Well, I didn't think much of that. The thought suddenly flew (as it were) into my mind that the Sarum Liturgy keeps a feast of St Michael in Monte Tumba, on October 16th, as it happens, when sea crossings might very well be risky. In various translations of the Sarum Missal I have seen, this feast is generally translated as 'St Michael in the Mountain Tomb'.
That always sounded rather dodgy to me, rather second nocturnish, (?nocturnal?) if I can put it like that. [n.b. it used to be a rather recherché clerical insult to say 'you lie like a second nocturn!']*
However, a little research reveals that the feast really is St Michael in Monte Tumba—i.e. the apparition of St Michael on Mount Tumba in Apulia—now called Monte Gargano, or Monte Sant'Angelo, (see it here) near the sea, as it happens, where the apparition is commemorated on May 8th each year—a rather balmier season. If you fancy making a pilgrimage, it isn't that far from S.Giovanni Rotondo, so you could take in Padre Pio as well. Apparently the spot was originally sacred to Mithras, which might account for the tomb reference. The shrine is still functioning; you can make a virtual tour here.

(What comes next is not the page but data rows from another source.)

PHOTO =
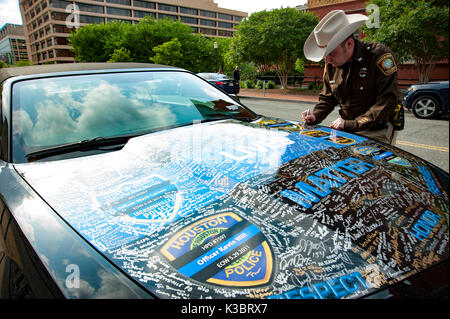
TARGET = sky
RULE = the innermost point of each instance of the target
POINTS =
(10, 13)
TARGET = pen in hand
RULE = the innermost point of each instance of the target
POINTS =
(306, 116)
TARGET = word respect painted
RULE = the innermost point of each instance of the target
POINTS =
(331, 289)
(322, 182)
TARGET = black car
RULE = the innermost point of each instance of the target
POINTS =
(428, 100)
(229, 85)
(145, 181)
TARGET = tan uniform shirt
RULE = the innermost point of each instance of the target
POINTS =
(365, 88)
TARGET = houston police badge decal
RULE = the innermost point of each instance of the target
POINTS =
(222, 249)
(386, 64)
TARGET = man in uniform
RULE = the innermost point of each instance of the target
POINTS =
(361, 77)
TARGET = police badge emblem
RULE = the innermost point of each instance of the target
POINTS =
(222, 249)
(386, 64)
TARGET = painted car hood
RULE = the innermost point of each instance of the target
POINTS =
(259, 210)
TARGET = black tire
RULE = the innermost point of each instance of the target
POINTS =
(426, 107)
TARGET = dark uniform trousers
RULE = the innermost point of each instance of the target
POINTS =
(365, 89)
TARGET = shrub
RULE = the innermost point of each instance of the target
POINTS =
(270, 85)
(249, 84)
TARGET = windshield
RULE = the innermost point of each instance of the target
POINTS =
(60, 110)
(213, 76)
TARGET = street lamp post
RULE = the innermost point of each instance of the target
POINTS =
(215, 52)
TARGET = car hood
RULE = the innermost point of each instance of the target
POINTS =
(259, 210)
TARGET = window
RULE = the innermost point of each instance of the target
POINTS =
(189, 20)
(136, 103)
(167, 7)
(91, 8)
(91, 19)
(124, 2)
(59, 4)
(205, 13)
(225, 33)
(118, 12)
(141, 14)
(207, 31)
(225, 16)
(168, 16)
(226, 25)
(209, 23)
(189, 11)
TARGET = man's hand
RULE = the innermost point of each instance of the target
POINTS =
(338, 124)
(308, 117)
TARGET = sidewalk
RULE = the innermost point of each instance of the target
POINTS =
(289, 95)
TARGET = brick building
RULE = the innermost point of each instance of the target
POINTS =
(407, 73)
(47, 32)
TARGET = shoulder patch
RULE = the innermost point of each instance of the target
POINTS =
(386, 64)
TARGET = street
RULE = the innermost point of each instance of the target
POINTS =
(428, 139)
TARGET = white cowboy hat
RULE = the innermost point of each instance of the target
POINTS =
(331, 31)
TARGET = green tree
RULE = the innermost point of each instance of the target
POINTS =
(415, 30)
(273, 40)
(120, 55)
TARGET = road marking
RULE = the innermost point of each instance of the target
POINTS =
(425, 146)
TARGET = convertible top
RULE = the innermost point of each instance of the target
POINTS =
(6, 73)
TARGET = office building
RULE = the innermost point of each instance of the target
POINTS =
(12, 44)
(48, 23)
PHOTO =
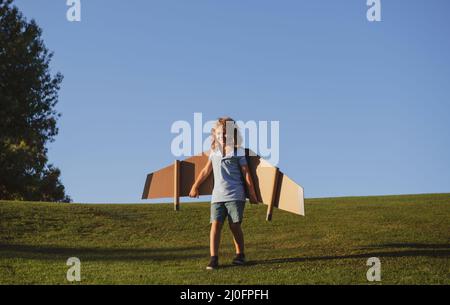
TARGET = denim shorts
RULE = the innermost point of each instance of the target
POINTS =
(233, 209)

The account can be found in the Bollandists, 29th September, Vol 8 (you can now find the whole Acta Sanctorum on line) and is related in Jacobus de Voragine's Golden Legend.
Wikipedia has this to say:
To Michael's dramatic later intercession, appearing with flaming sword atop the mountain, in the midst of a storm on the eve of the battle, the Lombards of Sipontum [=Manfredonia] attributed their victory (May 8, 663) over the Greeks loyal to the Byzantine emperor, and so, in commemoration of this victory, the church of Sipontum instituted a special feast honoring the Archangel, on May 8, which then spread throughout the Catholic Church. Since the time of Pius V it has been formalized as Apparitio S. Michaelis although it originally did not commemorate the apparition, but the victory of the barbarian Lombards over the Orthodox Greeks, faithful subjects of the Byzantine Emperor in the East and the patriarch of Constantinople, and thorns in the papal side.

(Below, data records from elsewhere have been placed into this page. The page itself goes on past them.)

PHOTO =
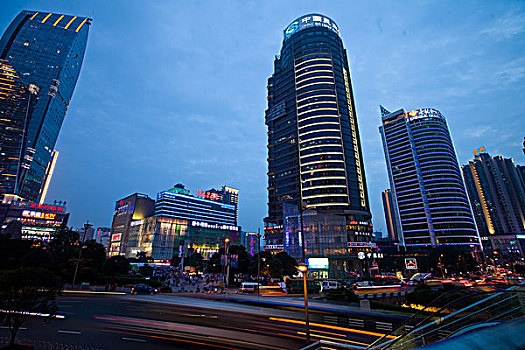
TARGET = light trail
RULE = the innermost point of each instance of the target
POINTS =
(171, 338)
(351, 330)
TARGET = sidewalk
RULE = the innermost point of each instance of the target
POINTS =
(295, 301)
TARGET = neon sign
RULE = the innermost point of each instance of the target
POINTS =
(214, 226)
(116, 237)
(40, 206)
(208, 195)
(38, 215)
(310, 21)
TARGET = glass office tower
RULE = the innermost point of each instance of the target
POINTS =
(497, 195)
(43, 52)
(425, 179)
(314, 149)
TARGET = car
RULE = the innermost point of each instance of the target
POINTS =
(249, 287)
(143, 289)
(327, 285)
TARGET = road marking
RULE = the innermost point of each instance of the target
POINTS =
(69, 332)
(134, 339)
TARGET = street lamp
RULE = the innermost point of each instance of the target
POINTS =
(86, 226)
(225, 266)
(304, 268)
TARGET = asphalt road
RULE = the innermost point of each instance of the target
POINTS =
(97, 321)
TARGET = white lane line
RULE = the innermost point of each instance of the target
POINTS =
(69, 332)
(134, 339)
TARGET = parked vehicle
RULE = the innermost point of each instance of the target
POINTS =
(143, 289)
(327, 285)
(295, 286)
(249, 287)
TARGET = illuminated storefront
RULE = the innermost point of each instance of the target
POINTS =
(38, 221)
(163, 237)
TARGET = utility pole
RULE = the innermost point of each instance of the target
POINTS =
(304, 269)
(258, 261)
(86, 226)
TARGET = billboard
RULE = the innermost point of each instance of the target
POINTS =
(318, 263)
(411, 263)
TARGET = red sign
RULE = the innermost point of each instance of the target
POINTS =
(40, 206)
(208, 195)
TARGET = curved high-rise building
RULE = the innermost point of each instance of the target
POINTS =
(43, 53)
(428, 189)
(314, 149)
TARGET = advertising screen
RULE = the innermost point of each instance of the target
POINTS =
(318, 263)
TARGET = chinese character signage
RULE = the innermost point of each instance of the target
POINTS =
(411, 263)
(208, 195)
(310, 21)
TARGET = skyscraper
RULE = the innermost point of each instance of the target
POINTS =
(314, 150)
(391, 215)
(40, 56)
(425, 179)
(497, 195)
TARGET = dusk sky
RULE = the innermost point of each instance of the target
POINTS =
(175, 91)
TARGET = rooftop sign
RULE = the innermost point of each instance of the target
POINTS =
(311, 20)
(422, 113)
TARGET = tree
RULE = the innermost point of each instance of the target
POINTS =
(117, 265)
(195, 260)
(214, 264)
(243, 259)
(288, 263)
(276, 268)
(25, 291)
(264, 259)
(175, 261)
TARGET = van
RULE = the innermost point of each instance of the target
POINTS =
(249, 287)
(327, 285)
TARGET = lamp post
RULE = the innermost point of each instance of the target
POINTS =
(86, 226)
(304, 268)
(225, 266)
(258, 261)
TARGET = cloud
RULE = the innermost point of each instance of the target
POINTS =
(507, 26)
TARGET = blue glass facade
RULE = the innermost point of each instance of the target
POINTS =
(427, 187)
(46, 51)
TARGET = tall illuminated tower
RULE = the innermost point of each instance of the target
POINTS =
(314, 149)
(41, 55)
(428, 191)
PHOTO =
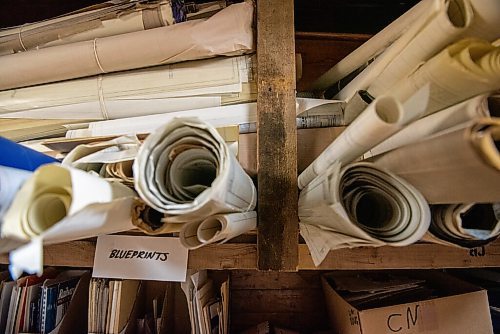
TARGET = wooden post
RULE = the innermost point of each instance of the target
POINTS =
(277, 240)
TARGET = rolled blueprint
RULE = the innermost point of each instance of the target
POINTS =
(59, 204)
(11, 179)
(151, 221)
(108, 19)
(360, 205)
(161, 89)
(381, 119)
(465, 225)
(186, 170)
(229, 32)
(458, 166)
(18, 156)
(462, 70)
(217, 229)
(462, 113)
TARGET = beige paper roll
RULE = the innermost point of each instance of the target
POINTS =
(228, 32)
(452, 167)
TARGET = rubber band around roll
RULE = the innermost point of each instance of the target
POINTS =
(97, 57)
(100, 94)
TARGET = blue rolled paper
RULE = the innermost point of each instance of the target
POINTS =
(18, 156)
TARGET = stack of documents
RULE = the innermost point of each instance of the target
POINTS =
(50, 303)
(360, 205)
(208, 310)
(161, 89)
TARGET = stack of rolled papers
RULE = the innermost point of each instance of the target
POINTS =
(111, 159)
(185, 170)
(464, 225)
(161, 89)
(464, 69)
(360, 205)
(399, 50)
(228, 32)
(59, 203)
(107, 19)
(453, 167)
(382, 118)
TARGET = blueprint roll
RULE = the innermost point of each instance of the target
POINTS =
(18, 156)
(185, 170)
(360, 205)
(465, 225)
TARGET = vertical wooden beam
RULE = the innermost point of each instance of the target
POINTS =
(277, 137)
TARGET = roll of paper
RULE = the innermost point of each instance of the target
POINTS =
(360, 205)
(21, 157)
(229, 32)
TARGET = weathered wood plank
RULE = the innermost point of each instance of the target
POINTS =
(244, 256)
(277, 137)
(417, 256)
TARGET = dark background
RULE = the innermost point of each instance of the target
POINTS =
(353, 16)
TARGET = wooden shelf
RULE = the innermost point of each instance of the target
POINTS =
(244, 256)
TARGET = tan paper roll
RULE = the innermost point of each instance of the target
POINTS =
(228, 32)
(454, 167)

So that's why Rome keeps it on May 8th. I have no explanation of October 16th [but see a very interesting contribution by Gem of the Ocean in the combox]. And, I am satisfied, that is why there are so many shrines to St Michael on the tops of hills and near the sea.

* The second nocturn of Matins of saints' feasts, until the mid 20th-century reforms, usually consists of biography, or, better, hagiography, and sometimes strays, shall we say, into the legendary.